San Francisco Business Times -- A $225 million venture fund -- the first exclusively aimed at emerging stem cell companies -- looks to line up its lead investors by the end of the year, possibly by the end of September.
Proteus Venture Partners plans to invest in 10 to 15 so-called regenerative medicine companies at $10 million to $20 million per investment, said Jeffrey Karan, senior partner with the Palo Alto firm.
Its investments could range from early-stage research straight out of academia to public companies with clinical trials, from Bay Area startups to international companies, and from embryonic stem cell innovations to cord blood technology, Karan said.
"It depends on the science and the developmental stage of the science," Karan said.
Proteus, led by Anthem Venture Partners founder Greg Bonfiglio, has focused on getting its lead investors since last summer, Karan said.
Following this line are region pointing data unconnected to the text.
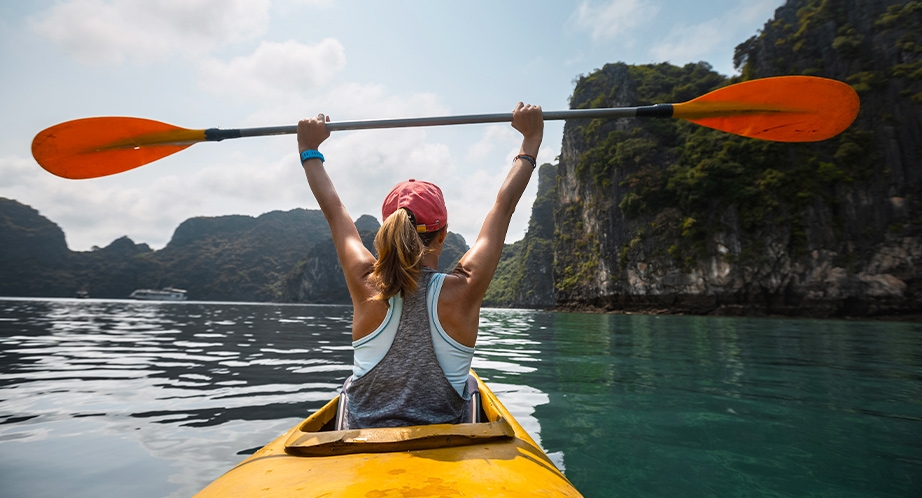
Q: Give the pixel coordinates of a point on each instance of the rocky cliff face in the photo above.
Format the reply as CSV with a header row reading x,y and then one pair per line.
x,y
669,216
524,278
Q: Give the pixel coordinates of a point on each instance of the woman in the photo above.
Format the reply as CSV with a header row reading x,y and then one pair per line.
x,y
414,330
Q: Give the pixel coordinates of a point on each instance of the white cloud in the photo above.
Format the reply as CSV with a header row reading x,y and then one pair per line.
x,y
102,32
275,69
614,18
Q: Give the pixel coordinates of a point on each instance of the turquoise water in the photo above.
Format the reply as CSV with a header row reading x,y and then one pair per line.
x,y
119,398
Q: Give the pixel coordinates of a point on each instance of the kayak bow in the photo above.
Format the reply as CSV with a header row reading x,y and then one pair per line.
x,y
492,458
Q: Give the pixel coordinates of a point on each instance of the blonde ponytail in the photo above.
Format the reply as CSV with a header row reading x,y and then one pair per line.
x,y
400,255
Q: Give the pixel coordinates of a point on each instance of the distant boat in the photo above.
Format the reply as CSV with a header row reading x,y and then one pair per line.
x,y
167,294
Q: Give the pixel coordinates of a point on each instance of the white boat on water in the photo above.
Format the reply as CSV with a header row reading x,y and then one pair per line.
x,y
167,294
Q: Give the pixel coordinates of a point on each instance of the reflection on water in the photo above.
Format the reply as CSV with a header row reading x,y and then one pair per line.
x,y
118,398
122,398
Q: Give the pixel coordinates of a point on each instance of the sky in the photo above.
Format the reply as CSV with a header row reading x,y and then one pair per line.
x,y
250,63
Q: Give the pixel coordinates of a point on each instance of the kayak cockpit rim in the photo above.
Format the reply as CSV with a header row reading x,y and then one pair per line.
x,y
315,437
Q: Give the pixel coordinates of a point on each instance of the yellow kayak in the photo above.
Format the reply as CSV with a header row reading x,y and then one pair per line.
x,y
495,457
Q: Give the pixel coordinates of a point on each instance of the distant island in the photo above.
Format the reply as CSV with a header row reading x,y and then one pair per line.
x,y
637,215
277,257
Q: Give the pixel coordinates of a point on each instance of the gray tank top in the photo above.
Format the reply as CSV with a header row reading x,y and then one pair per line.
x,y
408,386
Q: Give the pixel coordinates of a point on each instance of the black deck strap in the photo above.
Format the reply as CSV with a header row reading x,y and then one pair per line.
x,y
217,134
655,111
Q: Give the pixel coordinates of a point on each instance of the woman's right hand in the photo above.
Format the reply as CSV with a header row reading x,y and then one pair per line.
x,y
529,121
312,132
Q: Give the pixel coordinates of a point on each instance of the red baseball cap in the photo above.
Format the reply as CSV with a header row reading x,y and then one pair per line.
x,y
423,200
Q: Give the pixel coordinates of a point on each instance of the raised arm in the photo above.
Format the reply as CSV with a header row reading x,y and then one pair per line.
x,y
472,276
356,260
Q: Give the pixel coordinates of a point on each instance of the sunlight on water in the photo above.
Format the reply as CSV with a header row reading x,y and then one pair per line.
x,y
119,398
181,390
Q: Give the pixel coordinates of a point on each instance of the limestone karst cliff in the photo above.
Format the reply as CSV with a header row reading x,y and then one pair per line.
x,y
665,215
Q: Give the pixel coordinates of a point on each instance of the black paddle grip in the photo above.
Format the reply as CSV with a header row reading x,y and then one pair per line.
x,y
655,111
217,134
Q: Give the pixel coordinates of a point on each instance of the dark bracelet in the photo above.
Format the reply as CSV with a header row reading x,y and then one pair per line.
x,y
531,159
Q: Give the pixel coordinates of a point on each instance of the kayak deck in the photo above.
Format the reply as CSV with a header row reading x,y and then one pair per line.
x,y
492,458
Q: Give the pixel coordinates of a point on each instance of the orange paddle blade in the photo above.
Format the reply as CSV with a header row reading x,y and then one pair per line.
x,y
94,147
781,109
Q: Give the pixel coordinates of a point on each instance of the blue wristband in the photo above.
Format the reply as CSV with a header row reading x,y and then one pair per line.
x,y
310,154
531,159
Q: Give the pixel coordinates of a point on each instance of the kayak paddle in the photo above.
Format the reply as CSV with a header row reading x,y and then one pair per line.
x,y
781,109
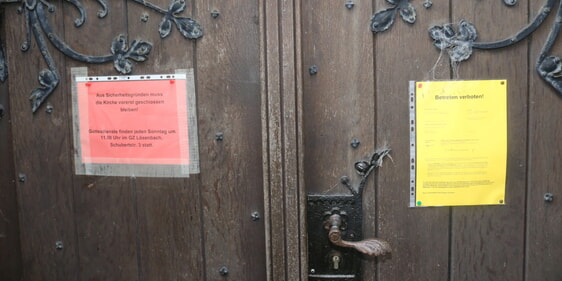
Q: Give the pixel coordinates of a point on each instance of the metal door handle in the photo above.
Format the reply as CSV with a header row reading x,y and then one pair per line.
x,y
372,247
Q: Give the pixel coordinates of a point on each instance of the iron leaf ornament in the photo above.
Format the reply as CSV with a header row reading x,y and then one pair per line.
x,y
459,40
459,43
383,20
122,54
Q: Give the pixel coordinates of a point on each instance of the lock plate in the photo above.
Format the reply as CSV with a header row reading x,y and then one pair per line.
x,y
320,250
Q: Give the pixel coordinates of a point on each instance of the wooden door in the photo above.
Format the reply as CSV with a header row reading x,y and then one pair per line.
x,y
209,226
355,100
290,94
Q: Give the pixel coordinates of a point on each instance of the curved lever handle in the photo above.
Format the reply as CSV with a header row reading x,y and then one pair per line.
x,y
372,247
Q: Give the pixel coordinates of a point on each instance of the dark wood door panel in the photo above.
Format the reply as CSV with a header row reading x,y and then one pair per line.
x,y
128,228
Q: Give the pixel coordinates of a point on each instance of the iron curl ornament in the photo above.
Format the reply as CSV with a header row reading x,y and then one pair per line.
x,y
458,40
121,52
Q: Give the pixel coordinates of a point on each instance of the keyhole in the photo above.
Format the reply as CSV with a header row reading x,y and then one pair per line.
x,y
336,260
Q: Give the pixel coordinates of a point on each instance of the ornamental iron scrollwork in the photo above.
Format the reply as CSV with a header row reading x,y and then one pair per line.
x,y
459,40
121,52
384,19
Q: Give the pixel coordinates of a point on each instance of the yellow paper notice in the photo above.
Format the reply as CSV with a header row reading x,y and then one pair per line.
x,y
460,143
It's the second such venture for Bonfiglio, whose Anthem plowed $1 million to $5 million each into 20 companies, including Advanced Cell Technology and Corus Pharma, which was acquired by Gilead Sciences. Anthem investors included some from Saudi Arabia.
The fund-raising effort for Proteus comes against the backdrop of a dour market. Venture capital in Bay Area companies totaled $2.17 billion in the second quarter, down more than 9 percent from the year before, according to Dow Jones VentureSource.
There also remain questions whether stem cell therapies can work and can make it to market in the short window typically given by venture investors.
Advanced Cell Technology Inc. -- one of the better known embryonic stem cell companies, with facilities in Alameda and Worcester, Mass. -- said July 15 that its losses from operations, negative cash flows, stockholders' deficit and liabilities are such a burden that its current cash wouldn't last beyond July 31.
Other stem cell companies also have said that they are struggling to keep enough cash on hand to make it from the lab to the bedside, the so-called "valley of death."
But Karan said stem cell company costs rise modestly as products move beyond the preclinical stage and into later-stage trials. Typical biotech company costs, on the other hand, start low and escalate significantly as trials enter their latter stages.
What's more, Proteus looks to spread its fund's cash around, not just focus on embryonic stem cells.
Stem cell investing got new attention last month when Kleiner Perkins Caufield and Byers and Highland Capital backed iZumi Bio Inc. That Mountain View startup is working with the J. David Gladstone Institutes to reprogram adult stem cells -- which researchers believe will offer the same ability as embryonic stem cells to change into any sort of tissue cell -- for cardiovascular treatments.
Karan would not identify the two "highly significant" lead investors that Proteus hopes to snag in the next couple of months or how much they will put in. Proteus, he added, is in discussions with a number of institutional investors and is looking at investors globally.
"To some extent, this reflects the fund's global focus in regenerative medicine as we are seeking to invest in the best companies from around the world, not just in the U.S.," Karan said.
Proteus' venture partners include Fayad Dandashi, who established the first private cord blood bank in Saudi Arabia; Asma Ibrahim Al Asad, a co-founder of the Dubai Cord Blood & Research Centre; Susan Lim, CEO of Stem Cell Technologies in Singapore; and J. Ward Hills, CEO of a biotech consulting firm in the United Kingdom.
Bonfiglio also is a Portola Valley neighbor of Bob Klein, the chairman of the citizens oversight board of the California Institute for Regenerative Medicine. CIRM was formed out of voter approval of Prop. 71, which authorized the sale of $3 billion in state bonds to fund stem cell research.
Bonfiglio also is on the board of VistaGen Therapeutics Inc., a South San Francisco company that is developing a diagnostic screen that could help pharmaceutical companies use stem cells to determine the toxicity of a drug.